Healthy eating blitz
The original Vitamix blender was built in 1937 and following decades of refinement is now a kitchen staple for the health conscious.
Blending to quickly and easily prepare healthy foods that taste delicious is something most food processors can manage, but the Vitamix has added versatility.
Aside from the usual chopping and blending (no need to peel or pip, everything will get blitzed meaning more nutrients), the ingredients you throw in can even be heated – using no heating element, just friction – meaning fresh soups take seconds.
Adding ice to the mix results in ice cream, and to clean you simply throw in some detergent and warm water and it cleans itself.
The latest machine, the Pro 750, was designed around customer demands for a quieter machine, lower in height and styled to fit a modern kitchen.
PTC Pro/Engineer was used for the in-house engineering, while the industrial design work was done in PTC Creo by a third-party, passing the models back and forth between the teams.
“These two requirements clashed at numerous times and resulted in many extra iterations to achieve both,” says Vitamix vice president of engineering Greg Moores.
“The sound level was physically determined by airflow in and through the machine, and the relevant surfaces over which the air flows in many cases were exposed to the exterior, thus impacting the design and leading to many discussions (sometimes heated!).”
An in-house FDM machine along with third-party bureaux provided some prototyping parts, although soft tooling was favoured at various stages so that test parts could be made of the correct production materials for physical tests.
Vitamix is rapidly morphing from a traditional ‘build and test’ product development methodology to one using 3D simulation.
Already the team is looking toward using CFD and FEA elements for next generation designs that will furnish the healthiest homes.
Very personal trainer
Running is one of the cheapest and most productive forms of exercise you can do, but getting some expert coaching can be the impetus to push yourself further and faster.
Eschewing the traditional nagging, perma-tanned, human personal trainer, you can equip yourself with an ever-present wrist device that can monitor you 24 hours a day.
The Garmin Forerunner 620 is one of the lightest, thinnest, most advanced wrist-worn monitors available.
An accelerometer allows it to measure cadence (the number of steps per minute), the total steps taken, vertical oscillation (the bounce in a runner’s running motion) and even ground contact time measured in milliseconds.

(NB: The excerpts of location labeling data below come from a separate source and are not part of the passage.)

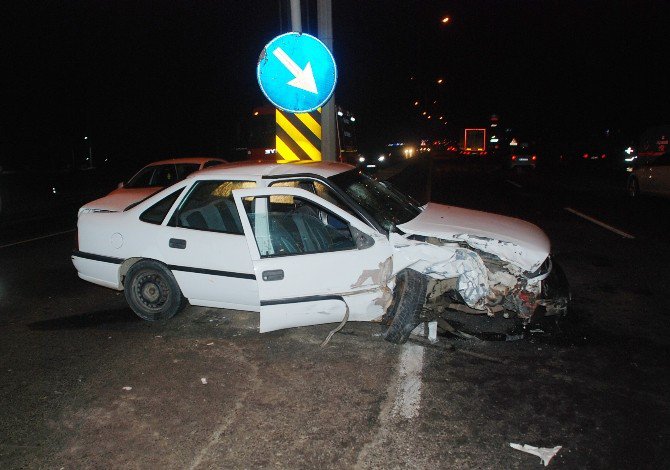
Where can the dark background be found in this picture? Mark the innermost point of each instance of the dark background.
(151, 79)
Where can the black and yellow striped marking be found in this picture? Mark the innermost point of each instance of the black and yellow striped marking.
(298, 137)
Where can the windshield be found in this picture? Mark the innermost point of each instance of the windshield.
(161, 175)
(388, 206)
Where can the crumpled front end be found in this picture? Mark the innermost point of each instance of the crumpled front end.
(479, 292)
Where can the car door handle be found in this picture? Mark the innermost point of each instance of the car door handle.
(273, 275)
(177, 243)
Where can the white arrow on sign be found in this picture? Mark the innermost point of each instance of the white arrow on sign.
(304, 78)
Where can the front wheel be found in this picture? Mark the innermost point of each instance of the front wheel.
(404, 313)
(152, 291)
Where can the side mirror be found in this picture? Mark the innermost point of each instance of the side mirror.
(362, 240)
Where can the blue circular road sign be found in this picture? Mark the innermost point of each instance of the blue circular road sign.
(296, 72)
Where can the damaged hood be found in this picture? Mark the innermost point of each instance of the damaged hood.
(119, 199)
(512, 240)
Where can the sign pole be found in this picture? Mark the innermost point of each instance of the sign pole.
(296, 16)
(328, 129)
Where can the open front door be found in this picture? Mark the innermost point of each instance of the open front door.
(312, 259)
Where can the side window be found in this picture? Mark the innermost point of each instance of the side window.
(288, 225)
(165, 176)
(210, 206)
(156, 213)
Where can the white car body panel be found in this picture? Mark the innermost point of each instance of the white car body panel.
(120, 198)
(512, 240)
(305, 295)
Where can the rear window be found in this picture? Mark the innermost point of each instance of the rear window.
(156, 213)
(161, 175)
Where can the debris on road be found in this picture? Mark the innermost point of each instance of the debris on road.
(545, 453)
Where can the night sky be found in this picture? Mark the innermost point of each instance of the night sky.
(151, 79)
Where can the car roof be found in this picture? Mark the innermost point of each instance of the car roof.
(255, 169)
(198, 160)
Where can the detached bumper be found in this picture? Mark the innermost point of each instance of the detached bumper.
(555, 294)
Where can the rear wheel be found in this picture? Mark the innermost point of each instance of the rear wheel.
(404, 313)
(152, 291)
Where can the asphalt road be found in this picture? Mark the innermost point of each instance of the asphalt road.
(85, 384)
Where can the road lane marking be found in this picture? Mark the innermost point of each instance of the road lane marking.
(408, 399)
(403, 399)
(598, 222)
(37, 238)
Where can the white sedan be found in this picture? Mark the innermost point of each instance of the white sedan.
(320, 243)
(153, 177)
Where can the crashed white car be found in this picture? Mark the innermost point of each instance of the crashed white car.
(320, 243)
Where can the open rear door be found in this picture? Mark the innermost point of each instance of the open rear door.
(312, 260)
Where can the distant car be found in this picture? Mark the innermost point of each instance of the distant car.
(372, 160)
(520, 157)
(651, 176)
(319, 243)
(150, 179)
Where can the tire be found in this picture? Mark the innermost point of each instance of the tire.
(152, 291)
(404, 313)
(633, 187)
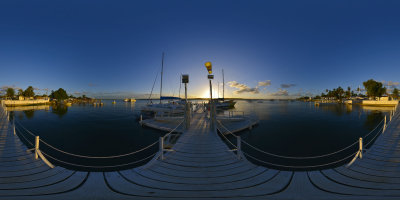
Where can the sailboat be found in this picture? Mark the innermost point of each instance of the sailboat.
(171, 108)
(221, 103)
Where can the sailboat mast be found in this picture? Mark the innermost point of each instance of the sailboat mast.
(223, 85)
(162, 70)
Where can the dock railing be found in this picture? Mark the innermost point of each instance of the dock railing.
(164, 142)
(371, 136)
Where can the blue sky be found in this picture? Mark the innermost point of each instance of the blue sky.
(113, 48)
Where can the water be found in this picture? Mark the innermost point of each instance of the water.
(301, 129)
(288, 128)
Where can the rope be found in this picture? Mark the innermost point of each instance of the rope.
(109, 166)
(365, 136)
(375, 136)
(99, 157)
(166, 135)
(302, 157)
(24, 136)
(228, 140)
(95, 157)
(310, 166)
(32, 134)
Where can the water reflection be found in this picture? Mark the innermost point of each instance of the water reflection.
(29, 113)
(59, 110)
(372, 119)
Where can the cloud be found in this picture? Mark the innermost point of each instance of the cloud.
(287, 85)
(242, 88)
(280, 92)
(264, 83)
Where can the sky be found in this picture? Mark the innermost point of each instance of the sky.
(268, 49)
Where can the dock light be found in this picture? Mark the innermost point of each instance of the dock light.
(209, 67)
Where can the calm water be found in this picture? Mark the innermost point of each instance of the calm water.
(287, 128)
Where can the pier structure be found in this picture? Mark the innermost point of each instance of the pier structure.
(202, 164)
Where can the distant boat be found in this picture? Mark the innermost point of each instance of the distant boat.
(170, 108)
(130, 100)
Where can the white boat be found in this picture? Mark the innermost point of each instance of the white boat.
(171, 108)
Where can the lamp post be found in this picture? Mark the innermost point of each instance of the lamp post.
(210, 77)
(185, 80)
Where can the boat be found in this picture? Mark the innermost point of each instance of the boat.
(130, 100)
(172, 108)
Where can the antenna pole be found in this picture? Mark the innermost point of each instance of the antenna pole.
(162, 70)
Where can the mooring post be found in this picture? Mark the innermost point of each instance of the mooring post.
(361, 147)
(384, 125)
(239, 146)
(36, 147)
(161, 147)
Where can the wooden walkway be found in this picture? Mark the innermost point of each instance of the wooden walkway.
(201, 167)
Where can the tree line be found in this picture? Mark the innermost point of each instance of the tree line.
(373, 89)
(59, 94)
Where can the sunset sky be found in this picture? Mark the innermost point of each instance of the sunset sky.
(268, 49)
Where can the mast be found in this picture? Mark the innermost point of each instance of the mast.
(223, 85)
(162, 69)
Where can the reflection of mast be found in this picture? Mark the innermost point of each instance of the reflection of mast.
(162, 69)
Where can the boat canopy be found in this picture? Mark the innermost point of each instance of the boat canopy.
(169, 98)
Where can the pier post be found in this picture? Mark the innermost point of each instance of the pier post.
(239, 146)
(36, 147)
(161, 147)
(384, 125)
(360, 147)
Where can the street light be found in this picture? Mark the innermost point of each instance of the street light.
(210, 77)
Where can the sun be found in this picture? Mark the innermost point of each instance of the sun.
(206, 93)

When used with a heart rate monitor, it incorporates several pieces of data, like running speed, beats per minute and heart rate variability, into an advanced algorithm to estimate a runner’s maximum volume of oxygen use per minute (VO2 max).
Based on the VO2 max estimate, the 620 can predict a runner’s race time for several distances, setting time targets for their next race, suggesting recovery workouts and even rest days.
To keep the user motivated the watch also notices if runners hit any personal records on their run, like their fastest mile, 5k, 10k, half or full marathon or their longest run to date.
Garmin’s in-house industrial design team leads the aesthetic and ergonomic development of projects, collaborating with its engineering and marketing teams to explore, innovate, and execute its designs.
Sketching using Wacom tablets is preferred, before moving concepts into SolidWorks.
To explore a wide variety of styling options such as forms, colours, finishes and materials, the products are rendered in a variety of styles using Keyshot.